Executive Summary
We built a knowledge graph system from scratch using MongoDB for episode storage, Amazon S3 for vector persistence, OpenAI embeddings for semantic search, and LangChain for AI tool integration. The goal was a scalable, cost-effective solution for managing complex health data relationships without paying for an external graph database.
What is a Knowledge Graph and Why We Built One
A knowledge graph stores information as interconnected entities and relationships, letting AI systems understand context, patterns, and connections across different types of data. In health and fitness, this means understanding how exercise routines, nutrition habits, emotional states, and progress measurements influence each other over time.

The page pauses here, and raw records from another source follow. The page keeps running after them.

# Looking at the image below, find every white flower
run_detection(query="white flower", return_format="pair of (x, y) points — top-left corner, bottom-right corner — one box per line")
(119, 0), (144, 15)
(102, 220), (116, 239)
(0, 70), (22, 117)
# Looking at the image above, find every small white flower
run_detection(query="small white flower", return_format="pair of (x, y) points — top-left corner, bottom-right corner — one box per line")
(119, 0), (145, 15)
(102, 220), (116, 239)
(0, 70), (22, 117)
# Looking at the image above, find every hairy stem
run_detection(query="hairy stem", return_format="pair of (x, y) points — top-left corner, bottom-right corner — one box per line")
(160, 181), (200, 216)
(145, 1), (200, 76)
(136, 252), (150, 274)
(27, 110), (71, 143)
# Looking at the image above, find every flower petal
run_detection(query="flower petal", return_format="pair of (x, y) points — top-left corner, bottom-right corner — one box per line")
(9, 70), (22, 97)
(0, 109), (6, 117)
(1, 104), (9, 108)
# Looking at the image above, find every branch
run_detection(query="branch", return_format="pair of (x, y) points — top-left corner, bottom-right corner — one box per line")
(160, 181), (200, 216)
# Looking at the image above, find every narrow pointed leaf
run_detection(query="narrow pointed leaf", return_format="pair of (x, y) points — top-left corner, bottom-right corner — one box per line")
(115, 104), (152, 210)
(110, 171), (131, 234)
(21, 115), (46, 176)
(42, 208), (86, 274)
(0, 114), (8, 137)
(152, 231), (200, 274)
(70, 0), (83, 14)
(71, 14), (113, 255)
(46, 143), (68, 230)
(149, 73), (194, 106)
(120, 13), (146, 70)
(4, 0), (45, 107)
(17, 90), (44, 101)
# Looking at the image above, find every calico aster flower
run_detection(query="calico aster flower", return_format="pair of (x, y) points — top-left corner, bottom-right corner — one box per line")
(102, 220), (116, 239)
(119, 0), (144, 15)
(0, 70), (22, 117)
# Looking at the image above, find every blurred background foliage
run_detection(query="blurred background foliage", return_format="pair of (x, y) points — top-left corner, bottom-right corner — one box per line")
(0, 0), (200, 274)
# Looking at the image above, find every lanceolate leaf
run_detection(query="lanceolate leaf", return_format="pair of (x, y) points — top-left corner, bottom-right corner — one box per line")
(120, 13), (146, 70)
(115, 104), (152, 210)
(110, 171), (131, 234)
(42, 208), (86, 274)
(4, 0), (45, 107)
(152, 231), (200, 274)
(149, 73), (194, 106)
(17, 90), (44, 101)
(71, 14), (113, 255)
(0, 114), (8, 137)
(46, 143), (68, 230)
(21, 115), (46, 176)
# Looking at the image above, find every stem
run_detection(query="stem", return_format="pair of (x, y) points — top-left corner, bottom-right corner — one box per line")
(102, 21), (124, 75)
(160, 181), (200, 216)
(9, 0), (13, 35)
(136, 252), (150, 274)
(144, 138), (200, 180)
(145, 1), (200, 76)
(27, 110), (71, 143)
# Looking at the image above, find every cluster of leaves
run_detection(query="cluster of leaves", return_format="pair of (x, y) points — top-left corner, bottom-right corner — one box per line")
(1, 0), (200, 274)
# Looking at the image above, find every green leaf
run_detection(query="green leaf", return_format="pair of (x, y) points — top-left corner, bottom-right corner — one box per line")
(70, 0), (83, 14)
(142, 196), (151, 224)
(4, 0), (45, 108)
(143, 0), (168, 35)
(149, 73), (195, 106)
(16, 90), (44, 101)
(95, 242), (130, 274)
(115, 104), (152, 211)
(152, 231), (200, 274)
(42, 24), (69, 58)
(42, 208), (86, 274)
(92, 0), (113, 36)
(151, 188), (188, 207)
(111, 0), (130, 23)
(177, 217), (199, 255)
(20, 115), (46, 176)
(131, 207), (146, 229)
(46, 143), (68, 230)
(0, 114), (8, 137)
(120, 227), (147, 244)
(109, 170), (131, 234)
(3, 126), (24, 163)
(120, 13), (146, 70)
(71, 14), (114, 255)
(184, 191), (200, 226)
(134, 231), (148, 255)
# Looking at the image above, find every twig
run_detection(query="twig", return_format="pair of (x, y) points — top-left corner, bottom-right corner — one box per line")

Our Specific Use Case: Goal Weight Health Platform
Goal Weight is a health, fitness, and nutrition application that needed to track complex health data across multiple dimensions (exercise, nutrition, emotions, sleep, measurements), enable semantic search for AI assistants, generate personalized insights by connecting patterns across different health episodes, support AI conversations with rich contextual understanding, and scale without external dependencies.
Why We Chose a Native Implementation
Rather than using Neo4j or a cloud-based graph service, we built our own because:
- Sensitive health information stays within our infrastructure.
- No external service fees that scale unpredictably.
- Custom optimizations for our specific health data patterns.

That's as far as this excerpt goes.